The Breadwinner is the story of 12-year-old Parwana who dresses up as a boy in order to work and provide for her family when her father is arrested in Afghanistan.
Together with her best friend, Shauzia, she risks discovery by the authorities to try to find out if her father is still alive.
The film will go to Canada for post-production early next year before being premiered in autumn. In the meantime the creative forces behind Cartoon Saloon will attend this year's premier art fair Art Source to meet Ireland's future animators and give workshops to children during the event in the RDS running from November 11-13.
Kilkenny-based Cartoon Saloon is a twice Academy Award and Bafta-nominated animation studio formed in 1999 by Tomm Moore, Nora Twomey and Paul Young, who met when studying animation in Ballyfermot Senior College, Dublin.
In 2010, the studio's first feature film, The Secret of Kells, was nominated for an Academy Award, and in 2015, Moore's follow-up feature Song of the Sea garnered Moore a second Oscar nomination.
Jolie has met Cartoon Saloon's co-founder and The Breadwinner director Twomey in London to discuss the project.
Jolie has long been noted for her humanitarian work and has been an advocate for refugees in her role as a Special Envoy for the United Nations High Commissioner for Refugees.
"She firmly believes in the film and is very excited about it. She is really involved in giving feedback and advice on an issue that she deeply cares about," said Cartoon Saloon's Catherine Roycroft.

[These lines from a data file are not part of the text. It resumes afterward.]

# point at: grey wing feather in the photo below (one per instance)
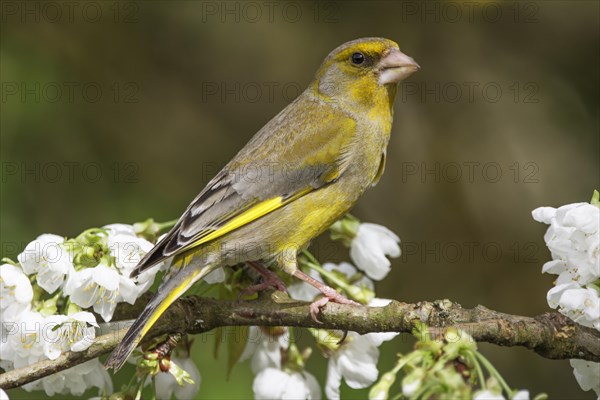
(239, 186)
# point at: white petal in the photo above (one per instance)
(587, 374)
(521, 395)
(188, 390)
(106, 277)
(334, 380)
(119, 229)
(544, 214)
(270, 384)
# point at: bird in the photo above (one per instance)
(297, 175)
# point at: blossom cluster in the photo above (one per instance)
(48, 296)
(447, 367)
(573, 239)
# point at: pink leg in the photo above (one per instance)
(270, 280)
(330, 294)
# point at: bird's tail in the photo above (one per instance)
(166, 294)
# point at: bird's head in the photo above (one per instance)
(364, 72)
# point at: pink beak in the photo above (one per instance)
(396, 66)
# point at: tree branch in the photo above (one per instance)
(551, 335)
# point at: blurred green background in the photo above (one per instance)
(119, 111)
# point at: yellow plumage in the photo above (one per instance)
(300, 173)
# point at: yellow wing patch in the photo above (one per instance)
(173, 295)
(253, 213)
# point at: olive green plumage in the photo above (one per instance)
(300, 173)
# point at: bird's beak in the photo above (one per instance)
(396, 66)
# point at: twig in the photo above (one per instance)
(551, 335)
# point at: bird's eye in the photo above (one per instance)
(357, 58)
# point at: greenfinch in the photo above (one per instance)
(300, 173)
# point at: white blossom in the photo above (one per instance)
(97, 287)
(166, 385)
(74, 333)
(587, 374)
(16, 294)
(521, 395)
(264, 349)
(273, 383)
(573, 240)
(35, 338)
(49, 259)
(75, 380)
(303, 291)
(370, 248)
(356, 359)
(488, 395)
(23, 343)
(104, 286)
(350, 270)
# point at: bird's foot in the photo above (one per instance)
(270, 280)
(329, 293)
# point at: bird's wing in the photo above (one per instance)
(300, 150)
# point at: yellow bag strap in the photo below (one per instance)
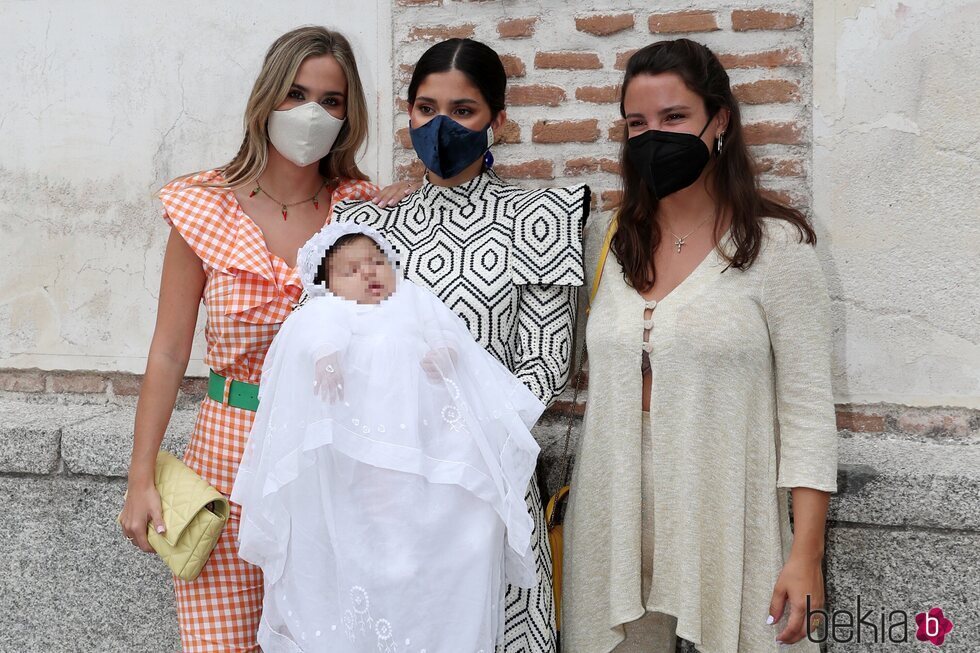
(603, 253)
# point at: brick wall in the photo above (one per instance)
(565, 62)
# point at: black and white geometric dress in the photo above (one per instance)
(508, 261)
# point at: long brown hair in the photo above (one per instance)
(732, 180)
(282, 61)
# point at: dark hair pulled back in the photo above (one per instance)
(478, 61)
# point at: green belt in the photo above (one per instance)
(240, 394)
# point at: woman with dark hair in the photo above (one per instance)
(709, 397)
(506, 259)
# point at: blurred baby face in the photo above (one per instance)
(359, 271)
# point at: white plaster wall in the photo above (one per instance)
(896, 195)
(101, 103)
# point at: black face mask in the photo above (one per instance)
(668, 161)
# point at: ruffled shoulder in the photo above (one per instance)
(547, 234)
(205, 217)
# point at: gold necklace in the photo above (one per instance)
(679, 240)
(285, 207)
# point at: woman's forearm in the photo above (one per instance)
(809, 522)
(158, 395)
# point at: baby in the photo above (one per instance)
(382, 487)
(357, 269)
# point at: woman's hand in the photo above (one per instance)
(801, 576)
(328, 381)
(439, 362)
(395, 193)
(142, 507)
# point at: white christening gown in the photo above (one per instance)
(389, 521)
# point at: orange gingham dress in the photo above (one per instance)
(248, 293)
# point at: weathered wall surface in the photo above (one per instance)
(104, 102)
(862, 111)
(895, 167)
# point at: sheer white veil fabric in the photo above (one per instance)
(391, 519)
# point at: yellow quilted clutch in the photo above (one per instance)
(194, 513)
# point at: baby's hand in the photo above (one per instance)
(439, 362)
(328, 382)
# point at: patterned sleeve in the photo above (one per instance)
(544, 336)
(547, 269)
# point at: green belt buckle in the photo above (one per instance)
(240, 394)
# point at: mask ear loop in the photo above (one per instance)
(488, 155)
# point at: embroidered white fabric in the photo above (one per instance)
(392, 518)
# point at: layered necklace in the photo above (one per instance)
(285, 207)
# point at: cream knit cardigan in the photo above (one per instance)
(741, 410)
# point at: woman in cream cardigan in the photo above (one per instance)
(709, 398)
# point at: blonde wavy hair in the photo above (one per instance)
(282, 61)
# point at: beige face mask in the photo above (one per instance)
(304, 134)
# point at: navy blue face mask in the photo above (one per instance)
(447, 147)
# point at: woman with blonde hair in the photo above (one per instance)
(236, 231)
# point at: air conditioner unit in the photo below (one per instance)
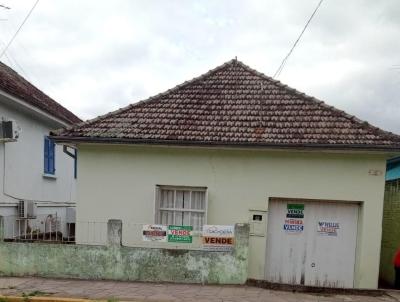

"She really works hard for education and empowerment for women in the Middle East - so she wants to push the film and send out the strongest message possible.
"To make the film as authentic as possible, we've used the voices of people who either come from or were born in Afghanistan for the characters."
Cartoon Saloon has just finished a TG4 series Cul An Ti which involves schoolchildren across the country either in animation or singing with artists including Imelda May and Liam O Maonlai.
And the animation studio will be holding a portfolio and career advice workshop for second and third-level students at Art Source in the RDS on Friday.
Then on Saturday and Sunday they will host free Shapeshifters workshops for eight to 12-year-olds.
More than 15,000 people are expected to visit Art Source to see exhibits from over 120 contemporary artists and 30 Irish and international galleries, gathered together to showcase painting, sculpture, photography, illustration, prints and ceramic art.
"Art Source offers visitors the opportunity to purchase a one-off affordable artwork to make their home unique and also the opportunity to meet the artists and hear about their work," said event organiser Patrick O'Sullivan.
Among the artists featured at Art Source are Vincent Devine, who has grabbed the attention of Madonna and Tyra Banks; Dublin mural painter Jane Willoughby, who has swapped scaffolding for easels in a new career direction; and retired Dublin fireman Paul McCabe, who has also climbed the ladder to artistic success.
Admission to Art Source is €10 adults, €8 OAPs. Children under 16 accompanied by a parent/guardian go free.